Ever feel like the big tech companies don't really care about your user experience, or even try to make themselves useful to you anymore?

The irony is that every one of the big tech companies exactly became big tech companies by being extremely useful to everyone. Seriously. Your old aunt probably has Facebook. She probably has a Google account, and uses it daily for e-mails and cloud storage, probably without knowing much about how it works or what it is exactly. She probably has a Microsoft account and uses it daily on her Windows PC. But that's the beauty of these companies: they take something useful but otherwise complicated, and make it accessible to millions of people. This is what made them so big. It's also really what drives anybody to become a billionaire: can I scale this service up to service millions of customers, instead of doing it one by one? Think Amazon, Google, Microsoft and Apple.

Now, sadly, these companies seem to have reached a point where, instead of focusing on being useful and helpful to their customers, they have started throwing up roadblocks whenever you want to download an app, navigate a website or share something with your friends.

You try to navigate a site, and they throw up ads or pop-ups about how you need to accept their new terms of service. Okay? Leave it at the bottom, instead of blocking my whole view with something that nobody reads anyway. Other sites do it the right way, when they say "by continuing to use, you agree to X". Simple, fine, now get out of the way.

Google even does this when you're not logged in, such as if you dare do a Google search in an incognito window. Who are they asking to accept terms, if there's not even anyone logged in?

Microsoft are the worst. You can barely get to use your old Skype username to log in, without converting it to a full-on Microsoft account, with all the horrors that that involves. And forget about making a local login account for your laptop. You can actually risk being locked out of your PC if you don't have Wi-Fi while trying to unlock your laptop using your Microsoft account. What the hell is that about? Let me into my freaking PC. Having a local user password for logging in used to be the norm, but now we all need to be part of the awful Microsoft tangled web of services and logins.
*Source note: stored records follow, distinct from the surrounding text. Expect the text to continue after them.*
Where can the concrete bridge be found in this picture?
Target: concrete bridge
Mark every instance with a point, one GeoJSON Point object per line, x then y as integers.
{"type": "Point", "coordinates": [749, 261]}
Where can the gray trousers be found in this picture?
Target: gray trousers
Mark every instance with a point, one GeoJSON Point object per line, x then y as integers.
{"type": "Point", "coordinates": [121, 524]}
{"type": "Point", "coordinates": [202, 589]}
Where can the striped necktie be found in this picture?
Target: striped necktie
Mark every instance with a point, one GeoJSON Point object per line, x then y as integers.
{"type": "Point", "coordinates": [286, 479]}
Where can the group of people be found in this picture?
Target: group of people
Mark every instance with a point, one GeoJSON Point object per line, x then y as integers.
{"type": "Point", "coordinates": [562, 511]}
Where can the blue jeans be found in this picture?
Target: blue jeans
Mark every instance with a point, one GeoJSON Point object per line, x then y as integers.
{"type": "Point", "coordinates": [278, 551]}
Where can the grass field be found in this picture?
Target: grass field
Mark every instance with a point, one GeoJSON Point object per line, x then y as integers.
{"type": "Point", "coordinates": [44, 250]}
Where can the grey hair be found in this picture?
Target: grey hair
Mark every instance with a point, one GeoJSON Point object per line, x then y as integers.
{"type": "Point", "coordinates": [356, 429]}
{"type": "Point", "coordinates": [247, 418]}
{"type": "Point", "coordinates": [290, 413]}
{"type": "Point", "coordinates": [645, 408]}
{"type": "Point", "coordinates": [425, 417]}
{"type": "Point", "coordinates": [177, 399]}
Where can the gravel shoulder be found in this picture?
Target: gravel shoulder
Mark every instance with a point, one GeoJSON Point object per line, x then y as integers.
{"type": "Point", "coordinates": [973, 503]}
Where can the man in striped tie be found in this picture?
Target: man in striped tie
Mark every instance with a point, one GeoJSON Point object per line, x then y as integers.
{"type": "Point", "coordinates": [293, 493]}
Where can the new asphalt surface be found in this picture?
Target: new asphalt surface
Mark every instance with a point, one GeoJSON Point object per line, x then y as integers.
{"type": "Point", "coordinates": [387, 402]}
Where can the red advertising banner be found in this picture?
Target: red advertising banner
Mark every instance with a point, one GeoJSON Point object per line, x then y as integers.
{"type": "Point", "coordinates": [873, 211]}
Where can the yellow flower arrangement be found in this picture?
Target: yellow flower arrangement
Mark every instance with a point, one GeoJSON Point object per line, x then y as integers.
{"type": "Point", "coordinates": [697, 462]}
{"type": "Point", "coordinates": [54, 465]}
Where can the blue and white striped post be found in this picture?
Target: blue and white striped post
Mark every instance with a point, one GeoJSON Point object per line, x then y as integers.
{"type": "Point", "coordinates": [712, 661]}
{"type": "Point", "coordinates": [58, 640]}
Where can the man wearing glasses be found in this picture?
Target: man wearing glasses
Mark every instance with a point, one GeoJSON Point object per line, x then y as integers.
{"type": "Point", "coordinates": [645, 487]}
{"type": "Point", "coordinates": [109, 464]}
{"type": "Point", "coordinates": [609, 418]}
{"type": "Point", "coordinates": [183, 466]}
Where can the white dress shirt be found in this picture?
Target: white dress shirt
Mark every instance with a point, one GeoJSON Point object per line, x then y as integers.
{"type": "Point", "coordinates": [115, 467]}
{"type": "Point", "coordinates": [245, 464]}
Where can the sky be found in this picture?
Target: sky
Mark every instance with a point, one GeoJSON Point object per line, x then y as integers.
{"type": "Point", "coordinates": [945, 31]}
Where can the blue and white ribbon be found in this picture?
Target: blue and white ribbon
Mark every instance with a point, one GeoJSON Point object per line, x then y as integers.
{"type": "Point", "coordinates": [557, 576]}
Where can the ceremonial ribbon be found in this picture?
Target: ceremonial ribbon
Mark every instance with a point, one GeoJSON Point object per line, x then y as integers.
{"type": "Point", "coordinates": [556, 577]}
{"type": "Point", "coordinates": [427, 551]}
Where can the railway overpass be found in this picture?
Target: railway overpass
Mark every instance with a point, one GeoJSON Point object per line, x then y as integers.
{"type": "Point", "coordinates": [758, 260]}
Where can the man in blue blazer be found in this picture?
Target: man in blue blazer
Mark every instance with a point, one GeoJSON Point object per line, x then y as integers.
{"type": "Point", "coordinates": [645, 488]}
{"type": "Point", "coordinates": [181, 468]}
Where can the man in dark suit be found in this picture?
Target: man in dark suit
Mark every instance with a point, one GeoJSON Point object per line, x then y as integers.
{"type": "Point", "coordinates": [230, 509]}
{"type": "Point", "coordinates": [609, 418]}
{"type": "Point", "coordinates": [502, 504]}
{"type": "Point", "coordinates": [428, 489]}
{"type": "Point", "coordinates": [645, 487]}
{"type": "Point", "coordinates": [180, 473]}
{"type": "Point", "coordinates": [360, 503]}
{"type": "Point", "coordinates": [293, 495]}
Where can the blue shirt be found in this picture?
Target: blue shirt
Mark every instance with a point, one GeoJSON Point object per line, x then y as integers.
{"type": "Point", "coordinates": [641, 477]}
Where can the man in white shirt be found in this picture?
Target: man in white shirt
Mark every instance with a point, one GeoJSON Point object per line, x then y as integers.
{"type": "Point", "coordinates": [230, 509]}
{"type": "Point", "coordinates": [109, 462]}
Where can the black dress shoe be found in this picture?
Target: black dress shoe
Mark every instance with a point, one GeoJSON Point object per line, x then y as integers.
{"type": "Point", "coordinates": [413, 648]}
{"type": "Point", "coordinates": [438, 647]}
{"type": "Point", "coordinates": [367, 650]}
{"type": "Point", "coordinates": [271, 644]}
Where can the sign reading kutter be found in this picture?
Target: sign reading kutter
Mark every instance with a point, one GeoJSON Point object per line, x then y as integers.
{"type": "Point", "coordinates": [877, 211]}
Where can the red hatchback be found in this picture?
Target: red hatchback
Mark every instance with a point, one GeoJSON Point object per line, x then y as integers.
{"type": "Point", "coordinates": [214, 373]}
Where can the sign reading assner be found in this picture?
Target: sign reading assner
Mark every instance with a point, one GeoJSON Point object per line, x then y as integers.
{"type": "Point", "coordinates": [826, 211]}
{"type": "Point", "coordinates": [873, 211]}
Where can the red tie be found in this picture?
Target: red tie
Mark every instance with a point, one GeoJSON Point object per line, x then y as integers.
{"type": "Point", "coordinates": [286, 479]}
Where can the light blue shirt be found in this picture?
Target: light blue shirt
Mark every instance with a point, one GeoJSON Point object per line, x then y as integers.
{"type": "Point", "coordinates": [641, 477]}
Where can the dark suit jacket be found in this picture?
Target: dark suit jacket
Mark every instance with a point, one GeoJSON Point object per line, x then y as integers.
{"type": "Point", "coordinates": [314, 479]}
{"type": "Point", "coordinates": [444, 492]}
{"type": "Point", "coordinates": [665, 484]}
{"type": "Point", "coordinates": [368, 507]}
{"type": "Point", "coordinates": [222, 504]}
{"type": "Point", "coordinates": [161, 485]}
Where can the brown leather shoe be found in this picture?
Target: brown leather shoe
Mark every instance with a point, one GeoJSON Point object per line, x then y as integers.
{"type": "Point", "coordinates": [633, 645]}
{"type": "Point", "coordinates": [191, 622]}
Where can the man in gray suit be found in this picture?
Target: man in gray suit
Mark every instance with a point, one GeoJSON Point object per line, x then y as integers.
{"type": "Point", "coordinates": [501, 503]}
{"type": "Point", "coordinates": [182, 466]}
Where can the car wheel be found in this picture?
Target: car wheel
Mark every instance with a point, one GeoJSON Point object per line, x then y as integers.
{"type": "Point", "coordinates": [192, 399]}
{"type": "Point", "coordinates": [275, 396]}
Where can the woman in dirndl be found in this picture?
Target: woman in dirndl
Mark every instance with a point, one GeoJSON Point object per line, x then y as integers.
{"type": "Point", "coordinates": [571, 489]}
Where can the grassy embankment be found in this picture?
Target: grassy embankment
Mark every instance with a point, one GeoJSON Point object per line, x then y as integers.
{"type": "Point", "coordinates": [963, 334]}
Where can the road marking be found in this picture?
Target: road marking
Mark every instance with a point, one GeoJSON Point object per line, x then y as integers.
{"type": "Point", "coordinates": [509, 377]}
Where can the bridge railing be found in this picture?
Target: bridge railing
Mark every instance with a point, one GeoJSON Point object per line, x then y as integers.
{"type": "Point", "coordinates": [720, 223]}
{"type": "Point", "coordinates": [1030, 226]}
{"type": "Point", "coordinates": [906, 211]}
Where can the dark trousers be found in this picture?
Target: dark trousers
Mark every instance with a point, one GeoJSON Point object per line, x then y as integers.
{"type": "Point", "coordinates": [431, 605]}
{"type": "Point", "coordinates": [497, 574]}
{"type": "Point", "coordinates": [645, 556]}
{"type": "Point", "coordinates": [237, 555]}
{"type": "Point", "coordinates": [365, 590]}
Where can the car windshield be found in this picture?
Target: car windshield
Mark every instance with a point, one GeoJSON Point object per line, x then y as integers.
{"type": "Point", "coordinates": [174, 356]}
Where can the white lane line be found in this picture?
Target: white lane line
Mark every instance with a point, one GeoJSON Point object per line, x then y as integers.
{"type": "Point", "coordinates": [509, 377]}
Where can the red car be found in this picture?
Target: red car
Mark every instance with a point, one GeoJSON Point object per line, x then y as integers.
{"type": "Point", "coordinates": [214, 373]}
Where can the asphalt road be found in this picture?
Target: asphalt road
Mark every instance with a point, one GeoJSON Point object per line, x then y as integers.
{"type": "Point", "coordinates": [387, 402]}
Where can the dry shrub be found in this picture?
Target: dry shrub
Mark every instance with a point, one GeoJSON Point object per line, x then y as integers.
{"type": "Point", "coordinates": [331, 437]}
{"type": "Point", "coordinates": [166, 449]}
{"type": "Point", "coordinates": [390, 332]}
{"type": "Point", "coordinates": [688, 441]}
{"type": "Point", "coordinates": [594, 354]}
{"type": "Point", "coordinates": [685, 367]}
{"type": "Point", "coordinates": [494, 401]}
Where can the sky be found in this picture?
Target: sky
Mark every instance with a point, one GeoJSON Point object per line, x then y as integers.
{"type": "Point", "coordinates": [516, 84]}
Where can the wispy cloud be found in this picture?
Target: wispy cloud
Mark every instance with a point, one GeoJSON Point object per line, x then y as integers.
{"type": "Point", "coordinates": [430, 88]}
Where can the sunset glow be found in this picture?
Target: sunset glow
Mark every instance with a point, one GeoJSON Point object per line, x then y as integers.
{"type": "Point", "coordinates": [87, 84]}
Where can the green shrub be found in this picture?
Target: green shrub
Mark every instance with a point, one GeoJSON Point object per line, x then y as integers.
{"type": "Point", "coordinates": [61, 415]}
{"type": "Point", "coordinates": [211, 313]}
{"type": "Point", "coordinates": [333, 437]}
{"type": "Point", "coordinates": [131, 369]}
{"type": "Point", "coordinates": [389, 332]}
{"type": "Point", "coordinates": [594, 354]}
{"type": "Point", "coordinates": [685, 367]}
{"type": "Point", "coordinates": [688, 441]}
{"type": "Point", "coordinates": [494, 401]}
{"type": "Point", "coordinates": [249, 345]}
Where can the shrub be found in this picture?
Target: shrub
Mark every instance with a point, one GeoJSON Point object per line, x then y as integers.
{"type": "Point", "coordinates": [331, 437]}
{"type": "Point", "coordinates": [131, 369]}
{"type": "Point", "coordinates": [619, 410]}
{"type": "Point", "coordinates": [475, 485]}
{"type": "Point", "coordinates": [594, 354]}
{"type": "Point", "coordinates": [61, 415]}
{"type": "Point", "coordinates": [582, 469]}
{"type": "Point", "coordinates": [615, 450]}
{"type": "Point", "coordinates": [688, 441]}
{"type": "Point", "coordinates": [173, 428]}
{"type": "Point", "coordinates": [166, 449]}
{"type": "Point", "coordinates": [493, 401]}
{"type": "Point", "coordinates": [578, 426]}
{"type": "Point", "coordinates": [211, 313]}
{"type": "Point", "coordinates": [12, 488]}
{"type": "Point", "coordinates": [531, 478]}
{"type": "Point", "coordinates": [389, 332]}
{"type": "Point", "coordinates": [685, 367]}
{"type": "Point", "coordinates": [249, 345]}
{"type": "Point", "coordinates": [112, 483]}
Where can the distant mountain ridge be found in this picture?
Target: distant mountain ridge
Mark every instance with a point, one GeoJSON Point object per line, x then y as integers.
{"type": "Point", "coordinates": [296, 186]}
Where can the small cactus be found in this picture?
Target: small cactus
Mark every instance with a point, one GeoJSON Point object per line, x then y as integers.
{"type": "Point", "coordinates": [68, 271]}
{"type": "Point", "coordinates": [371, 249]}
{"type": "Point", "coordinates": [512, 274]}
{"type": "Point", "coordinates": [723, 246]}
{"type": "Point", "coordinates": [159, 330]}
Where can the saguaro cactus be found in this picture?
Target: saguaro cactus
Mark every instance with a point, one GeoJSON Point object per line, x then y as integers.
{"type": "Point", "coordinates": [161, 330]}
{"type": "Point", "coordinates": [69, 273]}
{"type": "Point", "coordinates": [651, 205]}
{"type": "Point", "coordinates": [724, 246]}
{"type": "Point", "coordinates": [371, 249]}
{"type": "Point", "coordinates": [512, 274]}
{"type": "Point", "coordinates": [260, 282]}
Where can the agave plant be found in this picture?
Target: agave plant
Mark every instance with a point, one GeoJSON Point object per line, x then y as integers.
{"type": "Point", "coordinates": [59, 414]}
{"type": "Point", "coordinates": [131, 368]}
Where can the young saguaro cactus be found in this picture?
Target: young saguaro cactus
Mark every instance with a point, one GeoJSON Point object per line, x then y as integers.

I think the truth of the matter is that the big tech companies have to make money off of us now. We are not customers to be serviced. We are products. Always remember: "If it's free, you are the product." You've probably never spent money on Google or Facebook, so their business model is really to serve you up to advertisers and to collect and sell data on you and your habits. I'm sure Microsoft is in exactly the same boat, but at least most of us have probably paid for a Windows license key when we got a new PC. A purchase which doesn't seem to give any pause to the data collection and targeted advertisement: Candy Crush is literally part of the fresh start menu on Windows 10, until you remove it. And remember all the things you have to opt out of during the first setup? Location services, personalized ads, privacy settings, Microsoft account.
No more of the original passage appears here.